Yale-NUS College withdraws programme on ‘dissent and resistance’ over concerns of ‘partisan political interests’, ‘legal liabilities’

Activist and artist Seelan Palay was arrested outside Parliament House on 1 October, 2017 by police officers. He was listed as one of the speakers involved in the programme. (SCREENSHOT: The Online Citizen/Facebook)
Activist and artist Seelan Palay was arrested outside Parliament House on 1 October, 2017 by police officers. He was listed as one of the speakers involved in the programme. (SCREENSHOT: The Online Citizen/Facebook)

UPDATE: This story was updated at 1pm on 15 September to reflect Yale University’s response on the cancellation.

SINGAPORE — A week-long Yale-NUS College programme to introduce students to “various modes of dissent and resistance in Singapore” that was scheduled to start in late September has been cancelled.

In response to queries from Yahoo News Singapore about the programme, which was slated to have been held from 29 September to 5 October, the College said in a statement that the College has “not taken this decision lightly” to withdraw the “Dialogue and Dissent in Singapore” project.

The programme was one of 14 projects offered under this year’s Week 7 Learning Across Boundaries (LAB) projects.

Professor Tan Tai Yong, President of the College, said the proposed activities do not align with the LAB’s concept and learning objectives that were earlier approved by the Curriculum Committee.

The project “does not critically engage” with the range of perspectives required for a proper academic examination of the political, social and ethical issues that surround dissent, Professor Tan said.

“The activities proposed and the selection of some of the speakers for the project will infringe our commitment not to advance partisan political interests in our campus.

“The proposed activities also included elements that may subject students to the risk of breaking the law, and incurring legal liabilities. This is not acceptable to the College as we are committed to operating within Singapore laws – a position set out by our founding President back in 2012,” he added.

While different iterations of the programme have been proposed, Professor Tan said the College has assessed that the planned activities still included “elements which put our students at risk”.

The schedule for the programme, which was last accessible on Thursday, was taken down from the NUS-Yale website the following day.

In an info sheet attached to the programme, the organisers stated that “the project will examine the political, social and ethical issues that surround democratic dissent in authoritarian societies”.

The programme’s project leaders were listed as playwright Alfian Sa’at and Tan Yock Theng, a programme manager from the college’s Centre for International & Professional Experience.
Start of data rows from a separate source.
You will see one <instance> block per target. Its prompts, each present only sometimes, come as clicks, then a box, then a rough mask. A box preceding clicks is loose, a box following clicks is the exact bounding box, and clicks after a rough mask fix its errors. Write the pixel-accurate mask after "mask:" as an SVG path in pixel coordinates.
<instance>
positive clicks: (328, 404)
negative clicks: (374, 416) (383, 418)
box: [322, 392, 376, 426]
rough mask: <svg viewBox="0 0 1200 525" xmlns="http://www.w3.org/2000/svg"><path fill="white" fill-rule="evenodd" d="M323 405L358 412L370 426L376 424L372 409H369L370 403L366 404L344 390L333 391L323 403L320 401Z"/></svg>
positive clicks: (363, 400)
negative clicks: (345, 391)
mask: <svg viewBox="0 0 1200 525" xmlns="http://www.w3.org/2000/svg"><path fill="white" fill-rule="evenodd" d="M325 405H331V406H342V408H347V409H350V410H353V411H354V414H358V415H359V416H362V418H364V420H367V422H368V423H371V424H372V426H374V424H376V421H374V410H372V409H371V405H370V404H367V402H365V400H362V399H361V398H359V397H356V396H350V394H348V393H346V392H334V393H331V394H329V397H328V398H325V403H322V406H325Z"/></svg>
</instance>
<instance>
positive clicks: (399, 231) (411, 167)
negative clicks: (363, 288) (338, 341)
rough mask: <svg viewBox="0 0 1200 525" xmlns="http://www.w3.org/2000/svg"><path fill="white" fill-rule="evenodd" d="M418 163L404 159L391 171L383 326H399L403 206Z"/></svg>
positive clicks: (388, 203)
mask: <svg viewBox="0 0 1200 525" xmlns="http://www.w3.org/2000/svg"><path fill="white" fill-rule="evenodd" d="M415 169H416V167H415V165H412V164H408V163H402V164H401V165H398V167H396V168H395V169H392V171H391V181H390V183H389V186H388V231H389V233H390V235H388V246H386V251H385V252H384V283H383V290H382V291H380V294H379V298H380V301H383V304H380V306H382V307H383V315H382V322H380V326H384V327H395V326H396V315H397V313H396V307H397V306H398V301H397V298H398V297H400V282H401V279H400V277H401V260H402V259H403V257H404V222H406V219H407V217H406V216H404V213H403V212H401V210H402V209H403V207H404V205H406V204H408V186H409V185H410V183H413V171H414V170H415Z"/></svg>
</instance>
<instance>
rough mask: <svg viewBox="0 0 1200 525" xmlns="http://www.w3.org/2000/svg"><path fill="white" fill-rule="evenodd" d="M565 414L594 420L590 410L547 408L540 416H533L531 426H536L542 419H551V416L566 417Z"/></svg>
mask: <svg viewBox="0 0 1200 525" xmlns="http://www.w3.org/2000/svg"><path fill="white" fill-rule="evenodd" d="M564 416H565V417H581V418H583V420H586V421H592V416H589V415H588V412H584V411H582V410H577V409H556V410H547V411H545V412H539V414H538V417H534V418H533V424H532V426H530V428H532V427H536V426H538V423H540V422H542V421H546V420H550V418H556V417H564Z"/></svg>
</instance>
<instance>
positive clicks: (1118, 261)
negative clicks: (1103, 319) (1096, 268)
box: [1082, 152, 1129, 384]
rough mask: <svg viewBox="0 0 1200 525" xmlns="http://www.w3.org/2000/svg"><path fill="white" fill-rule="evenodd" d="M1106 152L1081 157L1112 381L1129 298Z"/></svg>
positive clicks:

Yahoo News Singapore has reached out to Wild Rice, where Sa’at is a resident playwright, and Tan.

Among the speakers and presenters who were scheduled to take part in the project were Jason Soo, director of 1987: Untracing the Conspiracy, a documentary about Operation Spectrum; activist Seelan Palay, who was fined $2,500 last year for taking part in a public procession; Kirsten Han, editor-in-chief of New Naratif; activist Jolovan Wham; and historian Thum Ping Tjin, who is best known for his research into Operation Coldstore.

A photo of Palay carrying a mirror and facing a policeman, taken outside Parliament House on 1 October 2017, was attached to the info sheet.

Han called the decision to withdraw the project as "outrageous".

In a tweet posted on Saturday afternoon, she said, “What does Yale-NUS mean when they refer to partisan political interests? In Singapore, anything that doesn’t conform to the establishment view can be tarred as ‘anti-PAP’ and suddenly becomes partisan.”

Yale responds

Yale University’s president Peter Salovey said on Sunday that he had expressed his concern to the presidents of NUS and Yale-NUS when he found out about the cancellation.

In an e-mail to Yahoo News Singapore, he noted that Yale “had insisted on the values of academic freedom and open inquiry” while working on Yale-NUS with their Singaporean counterparts.

“Any action that might threaten these values is of serious concern, and we at Yale need to gain a better understanding of this decision,” said Salovey.

He added that he has tasked Yale’s vice-president and vice-provost for global strategy Pericles Lewis to conduct a “fact-finding” on the matter. Lewis was also Yale-NUS’ inaugural president, serving from 2012 to 2017.

“Once we have a full understanding of what happened, I will determine the appropriate response,” said Salovey.